Relationships--People buy from people they like, but more important, from people they trust and believe understand their problems and their unique situation. No longer can you rely on building relationships on personality and shared interests. Today, the only solid business relationship is one built on trust. Clients build trust in direct proportion to your understanding of their problems, your business knowledge, and your ability to help them understand their problems in a way that no other salesperson has. With a CEO mentality you will be much more discriminating as to whom you will spend valuable time building a relationship with. Too often salespeople will build strong, long standing relationships with people who are at the wrong level, who don't have authority to buy. Some salespeople claim that they are great relationship sellers, when in fact they are just professional visitors who bring no business substance to the relationship. They just go where they are liked and are used only as a price check or are thrown an occasional bone.
Relationship sellers are more concerned that people respect them and view them as a business resource.
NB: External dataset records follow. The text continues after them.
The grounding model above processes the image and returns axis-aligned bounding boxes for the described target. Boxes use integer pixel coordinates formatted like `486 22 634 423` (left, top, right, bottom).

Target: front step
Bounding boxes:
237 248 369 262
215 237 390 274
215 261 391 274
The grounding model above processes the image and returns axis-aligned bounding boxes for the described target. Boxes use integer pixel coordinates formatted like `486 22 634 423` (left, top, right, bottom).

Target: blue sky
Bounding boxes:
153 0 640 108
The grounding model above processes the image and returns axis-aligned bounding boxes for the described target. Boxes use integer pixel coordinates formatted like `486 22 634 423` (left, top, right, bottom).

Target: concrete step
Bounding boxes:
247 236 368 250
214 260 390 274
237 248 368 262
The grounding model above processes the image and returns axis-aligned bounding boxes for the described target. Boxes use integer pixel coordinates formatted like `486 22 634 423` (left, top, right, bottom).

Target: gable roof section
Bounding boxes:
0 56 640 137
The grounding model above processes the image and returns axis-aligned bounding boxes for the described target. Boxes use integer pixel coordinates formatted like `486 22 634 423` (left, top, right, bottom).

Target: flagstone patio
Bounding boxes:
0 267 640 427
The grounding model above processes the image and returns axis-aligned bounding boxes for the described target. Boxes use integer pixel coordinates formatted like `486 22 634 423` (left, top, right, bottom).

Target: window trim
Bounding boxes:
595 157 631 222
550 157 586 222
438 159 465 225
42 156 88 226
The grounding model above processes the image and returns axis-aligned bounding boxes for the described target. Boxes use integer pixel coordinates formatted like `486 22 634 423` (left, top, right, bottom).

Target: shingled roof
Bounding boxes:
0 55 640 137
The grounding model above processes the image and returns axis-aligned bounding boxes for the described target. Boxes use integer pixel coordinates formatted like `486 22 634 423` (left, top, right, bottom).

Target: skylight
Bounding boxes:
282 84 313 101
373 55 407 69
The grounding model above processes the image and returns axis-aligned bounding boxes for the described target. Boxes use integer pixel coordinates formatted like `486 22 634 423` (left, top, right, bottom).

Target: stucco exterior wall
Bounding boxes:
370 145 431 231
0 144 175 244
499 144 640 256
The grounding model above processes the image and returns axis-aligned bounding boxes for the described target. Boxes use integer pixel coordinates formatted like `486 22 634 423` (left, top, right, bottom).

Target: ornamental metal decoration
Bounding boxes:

They ask tough questions, and they are willing to walk away from relationships that no longer are mutually profitable. They build relationships wide within an organization so they are never left high and dry when the inevitable day comes when "their guy" leaves. They know when to have serious relationships and casual ones, and they are always open to making adjustments.
Self-Concept--Salespeople consistently perform at a level equal to their belief in their self-worth. To guard and protect this valuable asset they will only work on qualified deals. Instead of spending a lot of time giving quotes they spend a lot of time disqualifying opportunities that don't fit their ideal profile. They know that having a CEO mentality involves taking risks and pushing the envelope and nothing maintains self-concept more effective than risk, change, and learning. They know that you can't be rejected if you don't make an offering. So they sparingly make offers and only do it under optimal conditions for success. They use a selling process that limits failure and preserves their dignity.
A CEO mentality is not only a frame of mind, but also a business sales strategy. Like CEOs, salespeople must have a strong asset management program. The more successful they are at managing their assets, the more successful they will be in selling.